Un concept : sert à permettre de penser avec des catégories qui ne permettent pas la confusion.
Dans les sciences sociales, il n’y a pas de fiats, il n’y a que des interprétations (Nietzche)
L’objectivité n’existe pas (dans les sciences exactes non plus, même les chiffres sont sujets à interprétation)
L’enjeu pour nous : contrôler le plus possible l’interprétation ; par la démarche d’interprétation dans les sciences sociales:
- la représentation
- la distribution
- l’attribution de la signification
Une deuxième tentation :
Augmenter la distance, (l’annuler) ; regarder le passé et le présent en prenant des objets partiels (exotiques, anecdotiques…)
Du schéma téléologique : évolutionniste façon Darwin, au schéma événementiel : la civilisation succède à la barbarie… idée de rupture…
Ces deux schémas n’empruntent pas les méthodes de la recherche historique.
Enjeu : produire un dispositif théorique capable de rendre compte à la fois des principes de cohérence (tentation de l’unité) et des principes de dispersion, contradiction, hétérogénéité (Max Weber)
La tentation unitaire dans une recherche : mettre de côté ce qui gêne)
1er grand principe : de délimitation du champ : séparer l’objet observé de ce qui ne nous intéresse pas.
L’assistance : c’est cet ensemble de phénomènes, qui visent à assurer à des défavorisés la satisfaction de besoins dits fondamentaux dans une société donnée.
La méthode socio-historique : produit des modèles de travail social, selon une périodisation ; détermine des périodes limitées par des seuils au delà desquels l’interprétation se modifie.
La société marchande, urbaine, industrielle, commence à Louis XIV. La protection rapprochée se modifie.
F Montcomble construit l’hypothèse que :
Le travail social est déterminé structurellement par 3 systèmes d’assistance, successivement :
- la redistribution
- la charité
- l’intervention sociale.
-
1 LA REDISTRIBUTION :
cf des anthropologues :Malinowski, Salhins (ethnologue) et Marcel Mauss : essai sur le don.

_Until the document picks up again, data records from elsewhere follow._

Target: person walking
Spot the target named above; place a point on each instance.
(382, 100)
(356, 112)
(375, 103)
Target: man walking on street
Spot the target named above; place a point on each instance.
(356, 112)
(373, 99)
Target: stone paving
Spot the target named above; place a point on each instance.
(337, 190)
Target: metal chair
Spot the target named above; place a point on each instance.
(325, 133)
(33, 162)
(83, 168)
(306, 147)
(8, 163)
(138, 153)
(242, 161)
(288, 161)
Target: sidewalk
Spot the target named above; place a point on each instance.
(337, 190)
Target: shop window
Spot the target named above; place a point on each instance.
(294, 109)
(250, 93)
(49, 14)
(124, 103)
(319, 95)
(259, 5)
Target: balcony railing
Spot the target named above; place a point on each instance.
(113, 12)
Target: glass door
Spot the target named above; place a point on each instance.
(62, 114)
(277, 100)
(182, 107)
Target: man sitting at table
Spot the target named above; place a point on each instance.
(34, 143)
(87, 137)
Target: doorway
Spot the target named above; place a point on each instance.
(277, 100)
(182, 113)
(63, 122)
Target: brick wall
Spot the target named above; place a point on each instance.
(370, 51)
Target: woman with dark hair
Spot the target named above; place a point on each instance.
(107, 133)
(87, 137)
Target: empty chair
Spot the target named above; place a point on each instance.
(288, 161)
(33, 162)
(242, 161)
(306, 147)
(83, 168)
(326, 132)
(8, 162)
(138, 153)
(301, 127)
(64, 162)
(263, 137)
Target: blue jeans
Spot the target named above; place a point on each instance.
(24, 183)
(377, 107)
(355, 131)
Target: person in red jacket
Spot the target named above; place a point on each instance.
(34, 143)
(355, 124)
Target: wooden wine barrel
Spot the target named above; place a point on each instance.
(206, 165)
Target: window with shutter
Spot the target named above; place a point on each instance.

DONNER RECEVOIR RENDRE : les fondements de l’échange, de l’économie.
Essai sur le don (Mauss) : dans des sociétés primitives, le pouvoir a la faculté de se dessaisir de certaines richesse : de donner.
Plus on donne, plus on est puissant.
Il s’agit d’une recherche de prestige social ; un produit de la sociabilité. (voir des festins, on brûle, on « claque »…)
Mauss cherche quelle est la règle institutionnelle (quelles sont les règles de droit et d’intérêt) qui font que le présent donné est obligatoirement rendu. (interrompre l’échange est le plus grand crime) .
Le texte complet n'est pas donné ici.